Could it be that intermittent fasting helps you keep your hormones in balance? There is research being done as I write this article suggesting that very thing. We know foods affect all of our hormones, not just the ones we know are important to our sexual drive but those that keep us alert and filled with energy.
So where to start?
First, start with limiting your sugars and carbohydrates. Take everything that falls into this category out of your life for 30 days. It will be hard and you’re likely addicted to sugars like many. One of the best ways is to read labels and find hidden grains or sugars.
Next stop snacking. If you need a snack, make it a piece of fruit. My go to is a banana which is high in sugar but it’s a healthy sugar. Another great one is apples.
In about seven days, lessen the time frame you eat to a smaller time. Instead of eating from the moment you wake to the moment you go to bed, set a goal of not eating after 6 PM. Do this for another week or two.
Then change the time you begin to eat in the morning to later in the day. Now this is if your goal is the 10 AM to 6 PM window. It would be the same if your goal is to eat only during the 7 AM to 3 PM window.
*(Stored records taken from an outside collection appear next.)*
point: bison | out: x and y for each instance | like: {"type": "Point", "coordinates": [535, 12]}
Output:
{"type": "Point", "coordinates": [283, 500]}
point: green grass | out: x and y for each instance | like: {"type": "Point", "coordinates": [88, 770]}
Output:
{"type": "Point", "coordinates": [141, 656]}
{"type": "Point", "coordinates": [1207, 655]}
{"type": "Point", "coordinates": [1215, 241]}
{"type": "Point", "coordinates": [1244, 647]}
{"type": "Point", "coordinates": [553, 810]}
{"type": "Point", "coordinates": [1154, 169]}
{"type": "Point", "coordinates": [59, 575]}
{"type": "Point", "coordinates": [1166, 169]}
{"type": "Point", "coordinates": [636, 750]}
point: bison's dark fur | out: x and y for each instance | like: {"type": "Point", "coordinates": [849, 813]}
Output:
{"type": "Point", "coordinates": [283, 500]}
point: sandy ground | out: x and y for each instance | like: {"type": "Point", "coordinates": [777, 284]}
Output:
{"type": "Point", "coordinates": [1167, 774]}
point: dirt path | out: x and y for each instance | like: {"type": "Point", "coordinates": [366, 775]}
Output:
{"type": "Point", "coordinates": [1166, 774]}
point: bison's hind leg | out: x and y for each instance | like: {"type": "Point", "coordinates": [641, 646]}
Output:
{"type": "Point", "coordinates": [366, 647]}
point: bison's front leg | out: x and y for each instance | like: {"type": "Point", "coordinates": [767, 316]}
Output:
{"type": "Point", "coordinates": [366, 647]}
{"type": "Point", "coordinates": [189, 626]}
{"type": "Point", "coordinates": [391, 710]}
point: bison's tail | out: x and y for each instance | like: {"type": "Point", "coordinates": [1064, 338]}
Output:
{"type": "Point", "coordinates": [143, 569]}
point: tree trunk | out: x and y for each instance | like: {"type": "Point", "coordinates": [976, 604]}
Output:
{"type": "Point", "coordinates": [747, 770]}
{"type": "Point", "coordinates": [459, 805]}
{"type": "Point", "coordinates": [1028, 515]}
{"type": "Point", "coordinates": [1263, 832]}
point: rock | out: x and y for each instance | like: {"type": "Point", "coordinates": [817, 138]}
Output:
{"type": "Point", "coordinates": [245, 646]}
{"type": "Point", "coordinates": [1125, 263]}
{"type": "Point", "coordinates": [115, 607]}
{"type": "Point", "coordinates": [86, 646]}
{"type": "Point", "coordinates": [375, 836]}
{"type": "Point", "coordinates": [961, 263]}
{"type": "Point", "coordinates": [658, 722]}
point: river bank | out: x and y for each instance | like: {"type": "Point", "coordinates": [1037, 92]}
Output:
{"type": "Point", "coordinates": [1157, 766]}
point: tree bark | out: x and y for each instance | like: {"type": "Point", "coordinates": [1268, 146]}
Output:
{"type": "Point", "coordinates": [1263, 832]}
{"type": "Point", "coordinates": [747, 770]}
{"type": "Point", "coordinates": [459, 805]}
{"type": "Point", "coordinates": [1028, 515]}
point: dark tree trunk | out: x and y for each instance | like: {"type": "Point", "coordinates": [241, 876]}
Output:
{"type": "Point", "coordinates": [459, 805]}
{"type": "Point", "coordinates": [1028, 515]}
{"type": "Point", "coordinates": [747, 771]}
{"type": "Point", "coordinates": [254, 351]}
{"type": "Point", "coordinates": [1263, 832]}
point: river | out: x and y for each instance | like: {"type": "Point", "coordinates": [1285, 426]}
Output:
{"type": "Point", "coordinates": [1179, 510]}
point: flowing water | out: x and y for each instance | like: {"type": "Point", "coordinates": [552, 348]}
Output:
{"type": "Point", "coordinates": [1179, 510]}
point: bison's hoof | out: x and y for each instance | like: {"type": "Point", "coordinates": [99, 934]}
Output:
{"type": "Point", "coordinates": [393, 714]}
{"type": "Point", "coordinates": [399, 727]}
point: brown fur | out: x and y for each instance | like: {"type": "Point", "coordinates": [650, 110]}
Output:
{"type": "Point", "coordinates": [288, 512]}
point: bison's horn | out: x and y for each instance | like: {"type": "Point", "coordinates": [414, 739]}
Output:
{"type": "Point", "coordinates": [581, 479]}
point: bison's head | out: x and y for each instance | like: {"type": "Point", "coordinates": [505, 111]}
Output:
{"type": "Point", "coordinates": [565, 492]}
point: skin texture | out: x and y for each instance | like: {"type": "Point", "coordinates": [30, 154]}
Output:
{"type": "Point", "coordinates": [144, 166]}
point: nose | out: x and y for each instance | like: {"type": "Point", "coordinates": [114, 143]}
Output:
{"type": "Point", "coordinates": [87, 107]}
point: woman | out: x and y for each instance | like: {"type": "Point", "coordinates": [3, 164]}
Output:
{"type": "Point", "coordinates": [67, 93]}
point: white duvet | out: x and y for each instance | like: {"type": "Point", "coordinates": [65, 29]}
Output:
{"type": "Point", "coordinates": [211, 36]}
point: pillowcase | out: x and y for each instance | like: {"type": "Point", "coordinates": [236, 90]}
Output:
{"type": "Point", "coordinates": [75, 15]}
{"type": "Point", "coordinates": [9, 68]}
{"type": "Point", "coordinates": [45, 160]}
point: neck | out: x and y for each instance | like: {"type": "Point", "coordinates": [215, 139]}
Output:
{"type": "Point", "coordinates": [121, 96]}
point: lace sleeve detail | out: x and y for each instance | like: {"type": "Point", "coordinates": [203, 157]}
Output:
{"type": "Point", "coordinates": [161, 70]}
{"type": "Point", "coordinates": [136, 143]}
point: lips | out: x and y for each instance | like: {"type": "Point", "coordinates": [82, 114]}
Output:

I recommend the earlier times if you’re retired.
With intermittent fasting, you will enjoy more energy and sleep better at the very least. Your digestion may be happier and you find that you’re not as hungry. Is this easy?
More Energy and Less Pain
It takes time about 30 days to feel you have made this a lifestyle. Within about 14 days, your energy increases, perhaps even joint pain will decrease, and you will sleep better. I hope intermittent fasting as a lifestyle keeps you young and healthy no matter what age you are right.